The original yell leaders (dating back to the very early 1900’s) were freshman who, having been instructed by upperclassmen to entertain fans during a football game, donned white janitor uniforms, led the crowd in yells, and told jokes from the track in front of the stands. These charismatic freshmen became so popular with the student body and their female guests (TAMU was still an all-male military school at the time) that the upperclassmen decided to take the privilege of energizing fans for themselves.

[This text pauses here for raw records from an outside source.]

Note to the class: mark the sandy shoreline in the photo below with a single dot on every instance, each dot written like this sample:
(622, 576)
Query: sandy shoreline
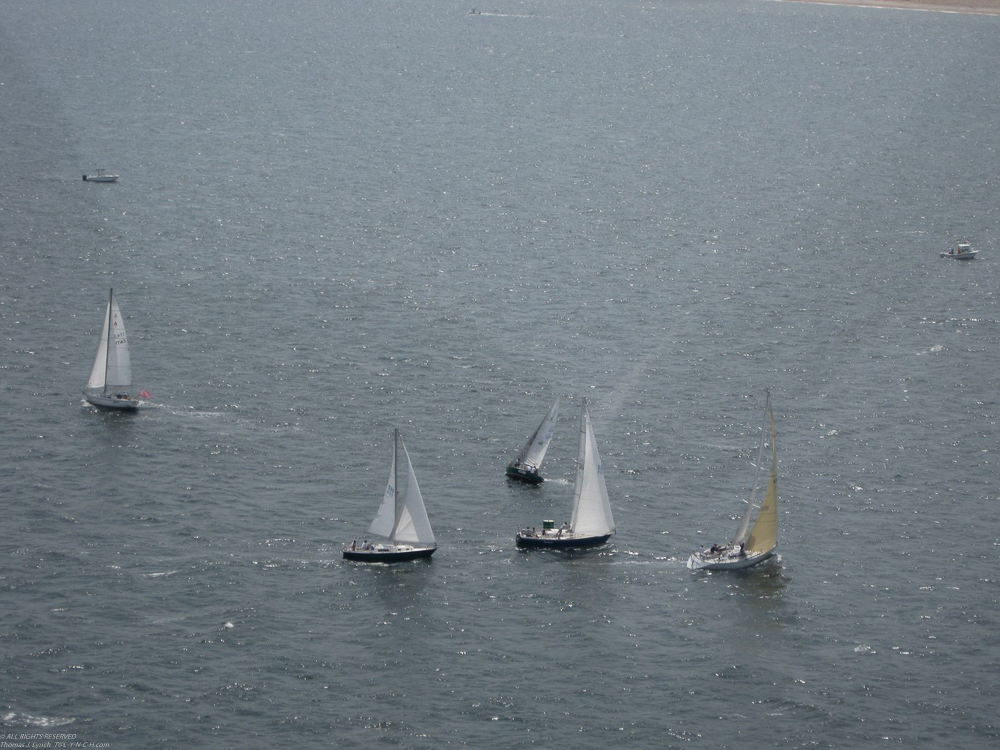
(987, 7)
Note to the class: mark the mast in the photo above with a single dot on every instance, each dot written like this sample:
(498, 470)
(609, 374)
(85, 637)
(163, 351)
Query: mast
(107, 352)
(398, 508)
(744, 528)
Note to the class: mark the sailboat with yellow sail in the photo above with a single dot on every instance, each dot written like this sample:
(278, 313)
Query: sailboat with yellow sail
(756, 538)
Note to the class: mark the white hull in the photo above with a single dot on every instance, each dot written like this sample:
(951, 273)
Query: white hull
(389, 553)
(111, 402)
(706, 561)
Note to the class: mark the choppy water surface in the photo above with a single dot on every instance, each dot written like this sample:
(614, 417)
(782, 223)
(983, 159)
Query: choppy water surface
(333, 219)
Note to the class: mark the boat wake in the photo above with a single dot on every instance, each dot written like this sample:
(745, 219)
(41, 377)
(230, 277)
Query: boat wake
(14, 719)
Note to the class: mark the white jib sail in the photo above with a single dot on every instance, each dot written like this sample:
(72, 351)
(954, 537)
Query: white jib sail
(534, 450)
(412, 524)
(591, 507)
(386, 515)
(112, 365)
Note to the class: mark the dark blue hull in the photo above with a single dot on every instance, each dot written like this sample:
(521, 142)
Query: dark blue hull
(529, 477)
(554, 542)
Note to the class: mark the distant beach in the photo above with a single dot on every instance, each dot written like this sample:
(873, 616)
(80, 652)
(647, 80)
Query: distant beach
(988, 7)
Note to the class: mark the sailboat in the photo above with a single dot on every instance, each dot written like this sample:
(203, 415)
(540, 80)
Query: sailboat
(756, 538)
(111, 375)
(528, 461)
(591, 523)
(401, 518)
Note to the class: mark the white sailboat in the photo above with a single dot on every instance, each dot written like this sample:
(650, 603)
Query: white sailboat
(101, 175)
(592, 522)
(756, 538)
(401, 518)
(528, 461)
(111, 375)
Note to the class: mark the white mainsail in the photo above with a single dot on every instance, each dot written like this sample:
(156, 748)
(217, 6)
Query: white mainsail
(401, 516)
(385, 518)
(744, 528)
(534, 450)
(591, 507)
(112, 365)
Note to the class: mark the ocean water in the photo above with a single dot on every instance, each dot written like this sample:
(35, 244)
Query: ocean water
(338, 218)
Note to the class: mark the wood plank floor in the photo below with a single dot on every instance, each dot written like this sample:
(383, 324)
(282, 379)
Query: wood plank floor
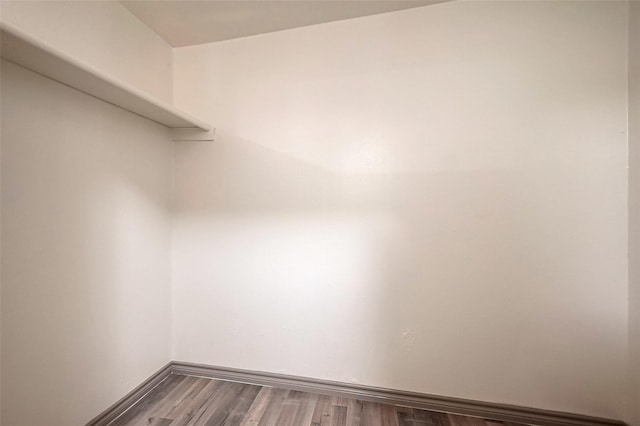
(185, 401)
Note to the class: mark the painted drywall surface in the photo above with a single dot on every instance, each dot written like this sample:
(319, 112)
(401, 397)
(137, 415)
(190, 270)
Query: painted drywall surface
(86, 282)
(633, 417)
(431, 200)
(104, 34)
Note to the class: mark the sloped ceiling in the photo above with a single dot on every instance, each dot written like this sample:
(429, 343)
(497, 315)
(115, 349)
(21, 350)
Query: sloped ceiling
(186, 22)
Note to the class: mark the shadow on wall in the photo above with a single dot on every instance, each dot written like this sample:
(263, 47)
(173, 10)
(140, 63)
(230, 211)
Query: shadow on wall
(418, 281)
(85, 250)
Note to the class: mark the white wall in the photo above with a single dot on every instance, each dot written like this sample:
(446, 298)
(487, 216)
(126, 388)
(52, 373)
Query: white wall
(86, 281)
(633, 417)
(103, 34)
(431, 200)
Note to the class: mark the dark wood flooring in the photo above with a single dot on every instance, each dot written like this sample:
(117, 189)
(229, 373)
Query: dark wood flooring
(185, 400)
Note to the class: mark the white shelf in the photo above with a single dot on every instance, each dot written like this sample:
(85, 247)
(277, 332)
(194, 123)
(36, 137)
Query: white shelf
(38, 56)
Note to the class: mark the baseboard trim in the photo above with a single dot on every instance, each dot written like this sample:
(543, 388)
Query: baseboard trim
(129, 400)
(507, 413)
(488, 410)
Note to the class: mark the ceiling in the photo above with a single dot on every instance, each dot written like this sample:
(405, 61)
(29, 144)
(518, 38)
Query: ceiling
(186, 22)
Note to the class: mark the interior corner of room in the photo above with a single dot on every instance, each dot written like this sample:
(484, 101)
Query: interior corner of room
(428, 202)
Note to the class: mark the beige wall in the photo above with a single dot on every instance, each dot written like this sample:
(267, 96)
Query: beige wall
(86, 283)
(634, 214)
(103, 34)
(431, 200)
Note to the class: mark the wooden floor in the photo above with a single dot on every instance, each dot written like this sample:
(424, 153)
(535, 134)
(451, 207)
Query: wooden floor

Today’s team of five Yell Leaders includes three seniors and two juniors, all elected annually by popular vote of the student body. (TAMU is one of very few schools in the country that elect its spirit leaders, and it’s not uncommon for twice as many students to vote in the Yell Leader election than vote in the Student Body President election.) More often than not, Yell Leaders are Cadets, though membership in the Corps is not required. And while women have campaigned for Yell Leader positions, none have ever been elected.
Fun fact: Texas Governor and presidential hopeful Rick Perry was a TAMU Yell Leader!
That's him on the right.
Yell Leaders, along with Juniors and Seniors in the Fightin’ Texas Aggie Band and Seniors in the Fightin’ Texas Aggie Singing Cadets, are the only TAMU students who receive varsity letters without playing a sport. (I suppose I’m alright with this, because these students train and compete and perform like athletes, but it brings up a topic I’ll likely discuss down the road…when did varsity letters for high school students become the equivalent to participation trophies for five-year-old soccer players?! Why should a student who was loosely affiliated with the French club earn the same prestigious award as a student who spent four years training and competing as a member of the varsity basketball team? They shouldn’t. But I digress.)
Yell Leaders participate in all home and away football games, all home basketball games, many away basketball games, and selected home and away games for other sports. To direct the crowd, Yell Leaders use a variety of hand signals, called “pass-backs”.
A pass-back signal made by the Yell Leaders is “passed back” through the crowd until word has spread and everyone knows which yell will be performed.
Pass-back Cheat Sheet
Once the signal is made and passed back, Yell Leaders signal for the crowd to “hump it” and begin the yell.
Humpin' it, or leaning forward with hands resting above the knees, aligns the back, neck, and throat in a position that maximizes noise.
After Aggie defeats, fans remain in the stands for a short yell practice. I liken this practice to athletes running wind sprints after losing a game – the coach doesn’t think the players worked as hard as they could have on the field, so he/she makes them pay for it after the final whistle. Perhaps a short yell practice after a losing game is the coach’s (the Yell Leaders) way of letting the players (the Aggie fans) know they'd better step it up for the next game…
After Aggie victories, Corps of Cadet members chase and catch the Yell Leaders and then throw them in a fountain of very cold water called Fish Pond. (Seeing as I spend most of my days wishing someone would throw me into a fountain of very cold water, I think being a Yell Leader on game day sounds like a pretty good gig.) Aggie fans follow the band out of the stadium and to the YMCA, where they’re joined by the soaking wet Yell Leaders, for a short rally.
I'd love to see my kids, 14-16 years from now and if sports don't work out for them, skip cheerleading (I don't think this will be problem for Will, but you never know about Little Miss Bossy Pants) and campaign to become TAMU Yell Leaders. Heaven knows that if voice volume is even 50% of what the student body considers when electing their Yell Leaders, Will and Hallie are shoe-ins.